Athemlos stand sie so über das Geländer gebeugt; kein Laut drang zu ihr hinauf – nur ein paar Mal hörte sie Dörtens Stimme leise vor sich hin singen und Klappern von Tellern und Geschirr aus der Küche – dann war’s ruhig wie zuvor.

„Aber jetzt – das war der Vater; ob er böse ist? Er sprach so laut, und nun die Muhme.“ Lieschens Herz fing an gewaltig zu klopfen; sie preßte beide Hände darauf. „Wie, wenn der Vater nicht einverstanden wär’? Aber das ist ja unmöglich, rein unmöglich; der Army ist’s ja, der sie liebt.“ Das war ein Durcheinandersprechen dort unten – jetzt der Muhme Stimme; das klang so besänftigend, und jetzt wieder der Vater – deutlich schallte es heraus; wie betäubend drang es in ihr Ohr:

„Nein, nein und tausendmal nein, sage ich, und wenn Ihr allesammt vor mir auf den Knieen liegt, ich weiß allein, was ich zu thun habe.“

Einen Augenblick sahen die großen blauen Augen wie verständnißlos in’s Leere hinaus; dann flog sie die Treppe hinunter, und im nächsten Momente stand sie mitten in der Wohnstube; über ihr Gesicht flog bald eine glühende Röthe, bald überzog es tiefe Blässe. „Vater!“ bat sie.

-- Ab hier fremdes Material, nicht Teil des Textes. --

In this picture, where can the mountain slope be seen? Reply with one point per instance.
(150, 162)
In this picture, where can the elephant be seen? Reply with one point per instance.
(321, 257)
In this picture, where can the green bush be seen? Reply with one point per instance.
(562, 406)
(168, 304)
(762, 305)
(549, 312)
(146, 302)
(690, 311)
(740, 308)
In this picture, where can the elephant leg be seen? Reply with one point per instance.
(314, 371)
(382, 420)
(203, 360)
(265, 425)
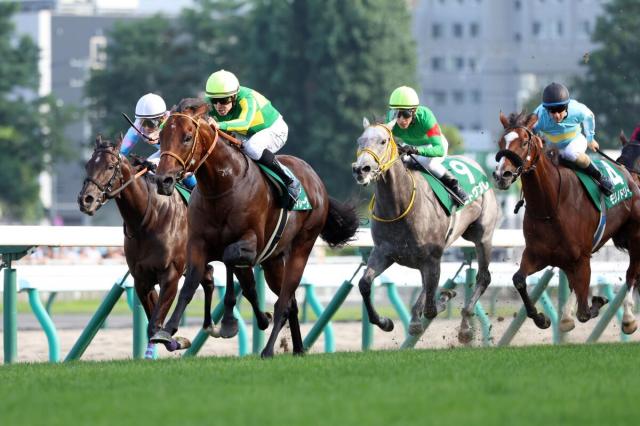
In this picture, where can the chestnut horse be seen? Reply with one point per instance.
(155, 229)
(233, 214)
(560, 221)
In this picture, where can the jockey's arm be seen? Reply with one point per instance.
(248, 107)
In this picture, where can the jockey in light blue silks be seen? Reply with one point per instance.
(151, 114)
(570, 126)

Er blieb stehen und sah sie an; auf seiner breiten weißen Stirn ringelte sich blau eine kleine Ader; sie kannte es wohl, das Zeichen der höchsten Erregung bei ihm, und seine Augen leuchteten förmlich Blitze zu ihr hinüber. Die Muhme aber hatte ein so tief bekümmertes Gesicht, als sie jetzt zu dem jungen Mädchen trat: „Komm, Liesel, geh’ hinauf!“

„Nein, Muhme, laß mich! Ich will wissen, was der Vater sagt.“

„Was der Vater sagt?“ tönte jetzt seine Stimme in ihr Ohr; „der sagt, daß Du ein törichtes, dummes Ding bist, dem zu viel Willen und zu viel Freiheit gelassen wurde, aber das Versäumte wird jetzt nachgeholt werden – verlaß Dich darauf!“

„Das heißt, ich soll nicht Army’s Braut werden, Vater?“ Sie stand plötzlich dicht vor ihm und sah ihn fest an.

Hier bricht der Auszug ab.